Paläoanthropologie. - Als letzter bewohnbarer Kontinent wurde Amerika vom Menschen besiedelt. Das kann inzwischen als gesicherte Erkenntnis gelten. Doch wann und von wem die Neue Welt zuerst besucht wurde, ist umstrittener denn je. Nach achtjährigem Rechtsstreit ist jetzt der Kennewick-Mann aus dem nordwestlichen US-Bundesstaat Washington der Wissenschaft wieder zur Verfügung gestellt worden - und die ersten Ergebnisse deuten darauf hin, dass die Vorfahren der Indianer nicht die ersten in Amerika waren.

Von Matthias Hennies | 11.08.2006
    Der Kennewick-Mann ist der "Ötzi" Amerikas - nur beinahe doppelt so alt: Er lebte vor rund 9200 Jahren. Sein gut erhaltenes Skelett wurde vor zehn Jahren am Ufer des Columbia River im Bundesstaat Washington, dem nordwestlichen Zipfel der USA, entdeckt. Der Vorzeit-Mensch bekam seinen Namen nach der nahe gelegenen Stadt Kennewick, und dann wurde er berühmt - aber nicht weil der Fund so spektakulär war, sondern weil er vor Gericht kam. Bevor Wissenschaftler mit einer detaillierten Untersuchung beginnen konnten, beschlagnahmte die Regierung das Skelett. Vertreter amerikanischer Indianerstämme hatten den Vorzeit-Menschen als ihren Vorfahren reklamiert. Sie verlangten eine Wieder-Bestattung der Knochen, ohne dass sie durch naturwissenschaftliche Untersuchungen entweiht würden. Doch das Skelett ist für die frühe Geschichte des Kontinents noch wichtiger als der Ötzi für Europa: Es könnte helfen aufzuklären, wer die ersten Amerikaner waren - denn das müssen nicht unbedingt Vorfahren der Indianer gewesen sein.

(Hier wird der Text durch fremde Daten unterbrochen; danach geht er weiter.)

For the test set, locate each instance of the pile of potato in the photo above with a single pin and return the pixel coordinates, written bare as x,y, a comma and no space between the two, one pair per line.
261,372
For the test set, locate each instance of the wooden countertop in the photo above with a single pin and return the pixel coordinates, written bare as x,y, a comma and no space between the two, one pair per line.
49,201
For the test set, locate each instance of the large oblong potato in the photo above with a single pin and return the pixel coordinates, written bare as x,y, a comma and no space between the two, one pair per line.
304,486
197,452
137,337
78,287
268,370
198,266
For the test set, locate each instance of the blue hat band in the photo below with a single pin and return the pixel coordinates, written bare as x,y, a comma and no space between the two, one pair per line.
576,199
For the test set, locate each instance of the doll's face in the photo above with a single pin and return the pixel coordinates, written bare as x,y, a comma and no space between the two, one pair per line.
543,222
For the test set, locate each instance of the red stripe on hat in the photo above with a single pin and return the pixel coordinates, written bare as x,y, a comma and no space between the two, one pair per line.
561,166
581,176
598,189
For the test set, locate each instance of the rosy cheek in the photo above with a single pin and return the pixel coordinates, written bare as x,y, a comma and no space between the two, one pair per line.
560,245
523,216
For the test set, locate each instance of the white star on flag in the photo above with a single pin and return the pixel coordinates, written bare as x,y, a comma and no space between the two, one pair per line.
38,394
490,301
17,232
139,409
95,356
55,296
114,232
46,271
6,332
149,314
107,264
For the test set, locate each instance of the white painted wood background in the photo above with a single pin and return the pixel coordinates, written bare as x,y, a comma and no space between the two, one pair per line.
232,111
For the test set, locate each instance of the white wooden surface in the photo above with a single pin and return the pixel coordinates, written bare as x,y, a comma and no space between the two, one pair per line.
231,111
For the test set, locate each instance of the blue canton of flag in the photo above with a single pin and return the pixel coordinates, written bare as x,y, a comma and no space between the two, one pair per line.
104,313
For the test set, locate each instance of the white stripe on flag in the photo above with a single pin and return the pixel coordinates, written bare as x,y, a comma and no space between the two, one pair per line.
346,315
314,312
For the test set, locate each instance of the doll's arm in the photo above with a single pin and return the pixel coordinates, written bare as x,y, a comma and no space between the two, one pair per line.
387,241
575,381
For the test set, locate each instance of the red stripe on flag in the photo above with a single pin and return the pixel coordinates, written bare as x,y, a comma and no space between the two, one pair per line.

    "Dies ist das älteste Exemplar, das so vollständig ist, dass man daran eine ganze Serie anthropologischer Messungen vornehmen kann. Es könnte als Grundlage dafür dienen, die erste Besiedlung der Westlichen Hemisphäre zu verstehen."

    Professor Loring Brace, Anthropologe an der Universität Michigan, war einer der acht Forscher, die den Kennewick-Mann vor Gericht brachten. Sie klagten gegen die US-Regierung mit dem Ziel, wissenschaftliche Untersuchungen des Skeletts zuzulassen. Nach acht Jahren Rechtsstreit gab das Gericht ihrem Vorschlag statt. In diesem Frühjahr konnte Brace seine Messgeräte endlich am Schädel des Kennewick-Manns ansetzen. Brace ist auf "craniometrische" Untersuchungen spezialisiert, auf Schädelmessungen. Die Nationalsozialisten haben dieses Verfahren für rassistische Zwecke missbraucht, deshalb ist es in Europa noch weithin diskreditiert. Wissenschaftlich eingesetzt, kann es jedoch nützliche Informationen liefern: Denn die Form der Gesichtsknochen hat sich im Lauf der Evolution nicht durch Anpassung an die Umwelt verändert, sondern ist allein durch das Erbgut bestimmt. Wenn man Schädelformen vergleicht, kann man also die Verwandtschaftsverhältnisse der Menschen bestimmen. Brace:

    "Ich messe die Länge des Schädel, die Breite des Schädels und dann eine Serie von Charakteristika des Gesichts: die Länge und Höhe des Nasenknochens, die Breite der Backenknochen, die Breite der Augenhöhlen und so weiter."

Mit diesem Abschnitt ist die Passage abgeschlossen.